The September release of Black Authors, 1556-1922: Imprints from the Library Company of Philadelphia includes Louis Hughes’ heart-pounding and heart-wrenching autobiography as well as several works of fiction by prolific author Sutton Elbert Griggs.
Thirty Years a Slave: From Bondage to Freedom: The Institution of Slavery as Seen on the Plantation and in the Home of the Planter (1897)
By Louis Hughes
In 1832, Louis Hughes was born a slave on a plantation near Charlottesville, Virginia. Writing of his early life, Hughes quickly captures his readers’ attention:
My father was a white man and my mother a negress, the slave of one John Martin. I was a mere child, probably not more than six years of age, as I remember, when my mother, two brothers and myself were sold to Dr. Louis, a practicing physician in the village of Scottsville.

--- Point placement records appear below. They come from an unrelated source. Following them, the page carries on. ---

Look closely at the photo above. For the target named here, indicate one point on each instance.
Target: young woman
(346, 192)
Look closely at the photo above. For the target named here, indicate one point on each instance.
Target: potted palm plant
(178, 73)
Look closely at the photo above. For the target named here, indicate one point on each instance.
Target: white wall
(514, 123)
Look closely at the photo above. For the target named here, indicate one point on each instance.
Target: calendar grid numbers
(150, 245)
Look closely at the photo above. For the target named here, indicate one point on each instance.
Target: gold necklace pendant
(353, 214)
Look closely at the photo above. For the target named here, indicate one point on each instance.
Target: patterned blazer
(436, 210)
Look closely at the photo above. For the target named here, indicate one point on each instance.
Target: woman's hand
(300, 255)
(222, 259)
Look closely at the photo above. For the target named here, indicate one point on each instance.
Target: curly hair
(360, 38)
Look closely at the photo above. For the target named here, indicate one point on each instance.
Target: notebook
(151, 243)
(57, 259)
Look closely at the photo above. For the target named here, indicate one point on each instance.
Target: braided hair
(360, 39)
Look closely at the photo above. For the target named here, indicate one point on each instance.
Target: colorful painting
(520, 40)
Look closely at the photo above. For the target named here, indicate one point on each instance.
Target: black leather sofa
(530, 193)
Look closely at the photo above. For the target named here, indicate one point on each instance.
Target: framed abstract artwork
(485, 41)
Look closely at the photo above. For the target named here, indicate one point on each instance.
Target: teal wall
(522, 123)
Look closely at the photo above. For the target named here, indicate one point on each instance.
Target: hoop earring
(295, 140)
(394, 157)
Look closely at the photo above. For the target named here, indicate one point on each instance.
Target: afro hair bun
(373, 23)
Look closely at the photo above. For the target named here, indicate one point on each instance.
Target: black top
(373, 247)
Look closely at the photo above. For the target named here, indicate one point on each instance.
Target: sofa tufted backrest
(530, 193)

After the doctor’s death, the family is again sold and eventually separated. Hughes writes movingly about the last time he saw his mother:
…she bade me good-bye with tears in her eyes, saying: “My son, be a good boy; be polite to every one, and always behave yourself properly.” It was sad to her to part with me, though she did not know that she was never to see me again, for my master had said nothing to her regarding his purpose and she only thought, as I did, that I was hired to work on the canal-boat, and that she should see me occasionally. But alas! We never met again. I can see her form still as when she bade me good-bye. That parting I can never forget.